El proceso de selección de artículos se llevó a cabo mediante la revisión de títulos y resúmenes, seleccionando aquellos que cumplían los criterios establecidos y respondían a la pregunta de investigación planteada mediante la estrategia PICO.
RESULTADOS
Concepto y características del dispositivo:
El Port-a-Cath es un sistema de acceso venoso central implantable, diseñado para un uso a largo plazo, que se sitúa en tejido subcutáneo y facilita la administración segura y continua de terapias intravenosas1,4.

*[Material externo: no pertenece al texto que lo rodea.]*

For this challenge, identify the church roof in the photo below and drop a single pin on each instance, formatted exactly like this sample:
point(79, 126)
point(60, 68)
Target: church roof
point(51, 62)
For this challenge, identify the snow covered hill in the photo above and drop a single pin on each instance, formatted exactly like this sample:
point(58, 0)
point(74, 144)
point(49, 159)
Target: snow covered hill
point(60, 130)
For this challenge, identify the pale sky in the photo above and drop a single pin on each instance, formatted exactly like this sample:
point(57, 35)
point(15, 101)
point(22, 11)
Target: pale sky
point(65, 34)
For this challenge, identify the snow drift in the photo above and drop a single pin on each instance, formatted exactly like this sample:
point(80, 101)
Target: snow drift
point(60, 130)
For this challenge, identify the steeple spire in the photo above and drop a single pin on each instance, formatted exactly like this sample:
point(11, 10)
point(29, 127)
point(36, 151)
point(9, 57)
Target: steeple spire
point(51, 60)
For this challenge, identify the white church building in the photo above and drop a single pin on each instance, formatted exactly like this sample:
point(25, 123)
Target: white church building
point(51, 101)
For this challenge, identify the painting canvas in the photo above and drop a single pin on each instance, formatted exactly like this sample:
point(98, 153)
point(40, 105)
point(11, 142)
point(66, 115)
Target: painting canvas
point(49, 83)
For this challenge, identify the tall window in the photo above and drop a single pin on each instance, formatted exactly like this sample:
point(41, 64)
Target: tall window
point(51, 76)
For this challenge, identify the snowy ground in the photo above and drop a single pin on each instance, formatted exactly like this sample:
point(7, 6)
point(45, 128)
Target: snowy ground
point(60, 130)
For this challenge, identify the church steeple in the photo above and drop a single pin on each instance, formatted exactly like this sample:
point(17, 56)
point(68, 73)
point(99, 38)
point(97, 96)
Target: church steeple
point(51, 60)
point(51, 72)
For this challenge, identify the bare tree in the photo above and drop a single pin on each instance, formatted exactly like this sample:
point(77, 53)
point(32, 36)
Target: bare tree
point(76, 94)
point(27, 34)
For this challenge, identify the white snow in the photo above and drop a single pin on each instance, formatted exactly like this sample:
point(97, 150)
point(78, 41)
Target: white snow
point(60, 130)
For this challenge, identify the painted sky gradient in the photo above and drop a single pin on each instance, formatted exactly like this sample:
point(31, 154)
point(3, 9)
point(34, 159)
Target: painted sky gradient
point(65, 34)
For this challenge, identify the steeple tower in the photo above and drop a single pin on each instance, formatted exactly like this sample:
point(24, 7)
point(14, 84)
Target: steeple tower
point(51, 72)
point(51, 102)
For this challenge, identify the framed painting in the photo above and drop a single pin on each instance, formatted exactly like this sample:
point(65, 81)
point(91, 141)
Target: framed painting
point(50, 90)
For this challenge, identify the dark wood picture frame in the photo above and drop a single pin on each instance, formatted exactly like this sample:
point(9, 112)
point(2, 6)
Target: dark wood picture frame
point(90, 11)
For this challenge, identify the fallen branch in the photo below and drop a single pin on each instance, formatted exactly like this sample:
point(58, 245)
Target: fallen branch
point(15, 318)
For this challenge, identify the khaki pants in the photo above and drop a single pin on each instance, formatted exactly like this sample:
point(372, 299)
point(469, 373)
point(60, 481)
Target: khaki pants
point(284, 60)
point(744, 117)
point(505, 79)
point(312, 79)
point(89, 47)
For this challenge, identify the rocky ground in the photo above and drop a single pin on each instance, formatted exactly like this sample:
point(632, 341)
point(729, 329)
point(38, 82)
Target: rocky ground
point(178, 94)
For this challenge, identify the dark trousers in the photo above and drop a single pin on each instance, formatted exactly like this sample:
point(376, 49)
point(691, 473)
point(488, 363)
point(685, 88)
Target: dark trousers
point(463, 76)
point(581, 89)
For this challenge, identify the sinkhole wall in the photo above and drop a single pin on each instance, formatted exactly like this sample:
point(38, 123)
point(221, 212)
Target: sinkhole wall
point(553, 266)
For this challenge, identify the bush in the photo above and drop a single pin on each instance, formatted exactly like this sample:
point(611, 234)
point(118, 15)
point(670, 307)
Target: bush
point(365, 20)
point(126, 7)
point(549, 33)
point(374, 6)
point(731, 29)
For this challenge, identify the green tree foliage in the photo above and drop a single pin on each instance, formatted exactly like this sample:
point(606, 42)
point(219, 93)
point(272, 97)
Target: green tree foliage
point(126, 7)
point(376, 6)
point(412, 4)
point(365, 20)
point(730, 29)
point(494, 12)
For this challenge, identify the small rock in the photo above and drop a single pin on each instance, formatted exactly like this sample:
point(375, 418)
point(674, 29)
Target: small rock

Está formado por dos componentes principales: una cámara o reservorio, que se coloca bajo la piel y se punciona con aguja especial, y un catéter conectado a una vena central (tercio inferior de la vena cava superior). Su ubicación más habitual es la región infraclavicular, aunque puede variar según el paciente2.
A través de la punción del reservorio se establece una vía directa con el sistema venoso central, lo que posibilita tanto la administración de tratamientos intravenosos como la extracción de sangre de manera eficaz y segura.
A diferencia del catéter venoso central externo, el Port-a-Cath queda completamente implantado bajo la piel, lo que reduce el riesgo de infección, mejora la comodidad del paciente y permite una mayor autonomía en su vida diaria1,5.
Indicaciones y ventajas clínicas:
El reservorio Port-a-Cath está indicado principalmente en pacientes que requieren tratamientos intravenosos prolongados o repetitivos, como quimioterapia, antibioterapia prolongada o nutrición parenteral.
Ventajas:
- Preserva el sistema venoso periférico, evitando su deterioro por punciones frecuentes.
- El hecho de permanecer bajo la piel facilita una mayor comodidad, incrementando la autonomía del paciente y minimizando el impacto en sus actividades habituales.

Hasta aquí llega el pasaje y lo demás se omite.